More Juno CAR-T Deaths, In the Pipeline

More Juno CAR-T Deaths

By Derek Lowe November 23, 2016

Reminisce back in the summer when Juno Therapeutics disclosed three patient deaths in one of their CAR-T oncology trials and the trial was put on hold? And then the hold was lifted about ten minutes later? OK, three days, but by clinical death standards, that’s pretty prompt. Perhaps too quick, because now there have been more deaths in the same trial. They’ve only treated twelve more patients, and two of them have died of cerebral edema.

Adam Feuerstein has been wondering on Twitter whether the FDA would now shut down Juno’s entire clinical program until someone has a better idea of what’s going on, and I can’t say that he doesn’t have a case there. One could lightly ask, if that doesn’t happen, just what it does take to halt clinical research these days. This particular trial (ROCKET) is halted, of course, and you’d have to be pretty damned optimistic to imagine it ever beginning up again at this point. But what makes Juno’s other trials different from this one, and how do they know that they’ve identified what the problems are and which patients might be at risk? Assuming that such identification is even possible, that is. You’re going to have to have a pretty wooing argument to response such questions, and it’s going to take time and data to put one together. Not good.

Inbetween this and Lilly’s announcement this morning, it has not been a particularly good day for the biopharma industry, or the patients that we’re attempting to help. Things have to look up from here; some good news would be very welcome.

nine comments on «More Juno CAR-T Deaths»

I am wondering how come Juno has these death issues but Kite Pharma seems to be free of them? Reminds of the IL-17 antibodies – Novartis and Eli Lily had no issues with suicidal ideation but Amgen/AZ brodalumab did and that led to both companies abandoning the drug and selling it to Valeant.
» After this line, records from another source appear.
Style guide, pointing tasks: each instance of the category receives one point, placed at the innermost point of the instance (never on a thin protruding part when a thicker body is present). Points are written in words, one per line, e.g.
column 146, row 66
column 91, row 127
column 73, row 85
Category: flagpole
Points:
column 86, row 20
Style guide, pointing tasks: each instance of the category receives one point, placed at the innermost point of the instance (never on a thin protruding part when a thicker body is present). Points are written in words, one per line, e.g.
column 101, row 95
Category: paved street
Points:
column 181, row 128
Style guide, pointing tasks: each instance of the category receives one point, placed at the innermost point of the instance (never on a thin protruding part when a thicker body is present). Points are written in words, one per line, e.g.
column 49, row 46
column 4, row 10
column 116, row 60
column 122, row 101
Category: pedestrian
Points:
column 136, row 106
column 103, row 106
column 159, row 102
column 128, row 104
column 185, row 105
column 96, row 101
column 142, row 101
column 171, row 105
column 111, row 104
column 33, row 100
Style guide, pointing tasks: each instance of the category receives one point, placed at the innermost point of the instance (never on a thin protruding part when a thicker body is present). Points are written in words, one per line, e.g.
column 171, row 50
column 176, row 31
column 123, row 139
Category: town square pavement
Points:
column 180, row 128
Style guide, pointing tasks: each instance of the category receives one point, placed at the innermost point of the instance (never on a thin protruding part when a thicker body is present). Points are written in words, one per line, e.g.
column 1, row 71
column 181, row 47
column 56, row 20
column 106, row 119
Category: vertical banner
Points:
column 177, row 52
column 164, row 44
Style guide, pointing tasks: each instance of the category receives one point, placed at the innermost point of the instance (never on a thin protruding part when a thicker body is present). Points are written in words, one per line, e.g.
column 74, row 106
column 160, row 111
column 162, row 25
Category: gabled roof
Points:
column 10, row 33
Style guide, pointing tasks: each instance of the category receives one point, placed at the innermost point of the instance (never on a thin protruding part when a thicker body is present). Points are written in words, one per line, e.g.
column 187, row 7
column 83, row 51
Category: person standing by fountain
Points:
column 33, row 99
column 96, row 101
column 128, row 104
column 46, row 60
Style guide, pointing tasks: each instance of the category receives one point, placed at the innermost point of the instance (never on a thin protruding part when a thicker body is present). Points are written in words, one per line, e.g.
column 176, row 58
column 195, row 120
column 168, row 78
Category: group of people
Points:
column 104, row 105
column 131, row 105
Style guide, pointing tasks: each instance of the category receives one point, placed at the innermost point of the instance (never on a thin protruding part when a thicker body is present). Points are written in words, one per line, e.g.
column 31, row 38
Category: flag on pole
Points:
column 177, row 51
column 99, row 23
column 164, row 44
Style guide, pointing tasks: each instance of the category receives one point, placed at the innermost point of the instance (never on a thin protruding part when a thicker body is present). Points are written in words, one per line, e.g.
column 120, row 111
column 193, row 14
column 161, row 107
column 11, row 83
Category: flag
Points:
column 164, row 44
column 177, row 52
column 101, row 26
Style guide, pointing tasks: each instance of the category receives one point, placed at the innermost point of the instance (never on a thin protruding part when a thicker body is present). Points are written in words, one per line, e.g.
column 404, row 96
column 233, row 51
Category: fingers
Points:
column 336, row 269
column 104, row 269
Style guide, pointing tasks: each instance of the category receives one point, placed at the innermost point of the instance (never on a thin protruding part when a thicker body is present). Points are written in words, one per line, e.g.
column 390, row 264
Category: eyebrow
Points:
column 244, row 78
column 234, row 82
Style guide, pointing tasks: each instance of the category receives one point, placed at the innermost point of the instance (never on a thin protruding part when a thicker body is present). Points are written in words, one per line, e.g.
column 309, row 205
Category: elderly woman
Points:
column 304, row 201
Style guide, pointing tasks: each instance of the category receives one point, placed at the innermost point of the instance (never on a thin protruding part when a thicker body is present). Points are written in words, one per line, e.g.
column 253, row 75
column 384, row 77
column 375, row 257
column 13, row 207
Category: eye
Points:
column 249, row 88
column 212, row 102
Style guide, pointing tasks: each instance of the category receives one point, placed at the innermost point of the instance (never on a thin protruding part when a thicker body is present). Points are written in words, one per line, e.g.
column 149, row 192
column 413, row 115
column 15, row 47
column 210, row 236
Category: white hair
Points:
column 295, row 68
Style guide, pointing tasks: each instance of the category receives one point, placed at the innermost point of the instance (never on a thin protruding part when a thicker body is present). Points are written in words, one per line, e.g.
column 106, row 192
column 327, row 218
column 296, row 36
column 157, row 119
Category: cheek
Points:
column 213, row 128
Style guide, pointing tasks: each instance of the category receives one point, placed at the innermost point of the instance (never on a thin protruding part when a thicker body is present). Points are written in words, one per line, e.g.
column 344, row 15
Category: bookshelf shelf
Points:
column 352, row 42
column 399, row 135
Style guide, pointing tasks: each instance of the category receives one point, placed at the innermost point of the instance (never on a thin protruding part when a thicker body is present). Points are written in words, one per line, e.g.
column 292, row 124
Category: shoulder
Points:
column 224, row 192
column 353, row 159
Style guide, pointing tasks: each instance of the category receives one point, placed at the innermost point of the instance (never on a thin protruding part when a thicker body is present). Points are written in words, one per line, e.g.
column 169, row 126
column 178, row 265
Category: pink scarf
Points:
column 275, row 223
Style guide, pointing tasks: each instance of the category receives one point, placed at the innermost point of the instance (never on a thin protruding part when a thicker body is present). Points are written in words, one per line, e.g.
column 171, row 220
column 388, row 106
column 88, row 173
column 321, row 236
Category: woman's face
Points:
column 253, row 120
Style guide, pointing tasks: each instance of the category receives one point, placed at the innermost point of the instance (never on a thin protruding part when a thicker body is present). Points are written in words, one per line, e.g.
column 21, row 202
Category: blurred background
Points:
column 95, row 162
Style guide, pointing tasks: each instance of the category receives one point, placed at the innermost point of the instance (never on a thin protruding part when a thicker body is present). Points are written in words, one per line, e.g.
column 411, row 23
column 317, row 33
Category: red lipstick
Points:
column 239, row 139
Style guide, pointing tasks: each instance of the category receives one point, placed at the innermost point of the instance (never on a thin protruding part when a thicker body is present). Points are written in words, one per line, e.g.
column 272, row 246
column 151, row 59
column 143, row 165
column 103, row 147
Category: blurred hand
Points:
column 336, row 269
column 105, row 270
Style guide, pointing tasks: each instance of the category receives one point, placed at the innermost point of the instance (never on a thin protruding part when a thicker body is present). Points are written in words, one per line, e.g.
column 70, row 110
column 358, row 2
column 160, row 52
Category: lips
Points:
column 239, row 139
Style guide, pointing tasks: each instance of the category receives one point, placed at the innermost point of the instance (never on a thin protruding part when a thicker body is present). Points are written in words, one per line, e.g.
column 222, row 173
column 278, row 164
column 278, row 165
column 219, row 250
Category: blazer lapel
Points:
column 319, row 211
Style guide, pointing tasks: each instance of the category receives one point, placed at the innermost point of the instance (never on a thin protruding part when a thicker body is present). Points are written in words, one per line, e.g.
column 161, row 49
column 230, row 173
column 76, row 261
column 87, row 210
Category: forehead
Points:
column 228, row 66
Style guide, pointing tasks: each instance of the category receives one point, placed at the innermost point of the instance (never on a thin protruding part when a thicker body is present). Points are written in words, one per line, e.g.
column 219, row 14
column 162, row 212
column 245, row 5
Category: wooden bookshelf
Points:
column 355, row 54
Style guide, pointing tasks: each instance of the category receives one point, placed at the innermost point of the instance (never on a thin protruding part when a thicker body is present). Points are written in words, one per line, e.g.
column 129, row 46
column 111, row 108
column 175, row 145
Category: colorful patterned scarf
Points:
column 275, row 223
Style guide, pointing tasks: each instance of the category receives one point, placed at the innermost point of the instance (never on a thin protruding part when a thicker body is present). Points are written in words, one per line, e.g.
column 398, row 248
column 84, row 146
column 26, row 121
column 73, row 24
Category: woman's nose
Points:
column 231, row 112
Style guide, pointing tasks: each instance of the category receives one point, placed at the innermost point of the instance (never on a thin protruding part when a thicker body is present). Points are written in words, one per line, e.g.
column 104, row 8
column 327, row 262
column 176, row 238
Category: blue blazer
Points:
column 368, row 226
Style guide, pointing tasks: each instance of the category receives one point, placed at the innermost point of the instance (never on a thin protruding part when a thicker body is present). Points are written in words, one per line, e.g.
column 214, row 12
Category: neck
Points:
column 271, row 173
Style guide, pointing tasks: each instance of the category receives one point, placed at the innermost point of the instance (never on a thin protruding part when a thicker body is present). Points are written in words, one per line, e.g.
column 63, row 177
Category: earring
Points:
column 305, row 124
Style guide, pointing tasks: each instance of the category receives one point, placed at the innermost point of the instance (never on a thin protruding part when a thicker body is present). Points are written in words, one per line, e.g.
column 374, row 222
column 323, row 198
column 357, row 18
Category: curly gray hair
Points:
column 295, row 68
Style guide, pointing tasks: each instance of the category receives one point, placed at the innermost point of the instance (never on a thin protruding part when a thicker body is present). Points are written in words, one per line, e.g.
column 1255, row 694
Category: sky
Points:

That is a very good question, something Juno and the FDA should have asked four months ago. I can tell you Kite has been looking at CFS in some subjects, but as of yet nothing has come up on a treatment related issue. They are wrapping up one trial and ramping up others. I wouldn’t be astonished to see this come out in Q1 next year. It looks good for them as Novartis may not get their application in before Kite.

Ironic how most of their top catches sight of are packed by MDs. The kings of handwaiving.

Theyll most likely just say it was a blip because of a conmed or this was an anomaly and that if they treat another one hundred they wont see another death. They might even say some patients were doing so poorly prior to getting dosed this was an outcome tied to happen. The FDA certainly should shut it down. Look at Mirna, those guys voluntarily shut down their program over infusion reactions and dropped their market cap to the cash they have in the bank. Juno could surely get through if they do the right thing here.

So let me get this straight, the VX-661-107 cohort gets axed because of a lack of efficacy but with no safety issues. But deaths aren’t enough to shut down a trial? WTF.

Also, sorry for bringing up Vertex stuff, just pissed that cohort was cancelled.

This means that the fludaribine story was false; it’s not the conditioning, it’s the therapy. There are a duo of possibilities. One is that it is the particular antibody they used as the basis of the CAR-T; perhaps it cross-reacts with some other epitope that is involved in the toxicity. If that’s the case then Kite’s product may not have the same cross-reactivity. The other possibility is that it’s a class effect and there’s something about Juno’s patient population vs Kite’s that resulted in more patients being affected in Juno’s trial. That would mean you’d begin to see the same effect with Kite as their patient pool expands. I guess only time will tell.

Pretty much all the effective CD19 CARs are causing neurotox in a substantial fraction of patients. I don’t think it’s clear yet why.

At the same time, Juno’s JCAR015 seems to be having more problems than most, including Juno’s other CD19 CAR product!

Keep in mind these different CARs vary in more than just the CD19-specific scFv they use. They also have different costimulatory domains (CD28, 4-1BB), different transmembrane domains, etc. Not hard to imagine that such differences could exacerbate an intrinsic safety risk, or even be a direct contributor that’s unrelated to any possible class effect.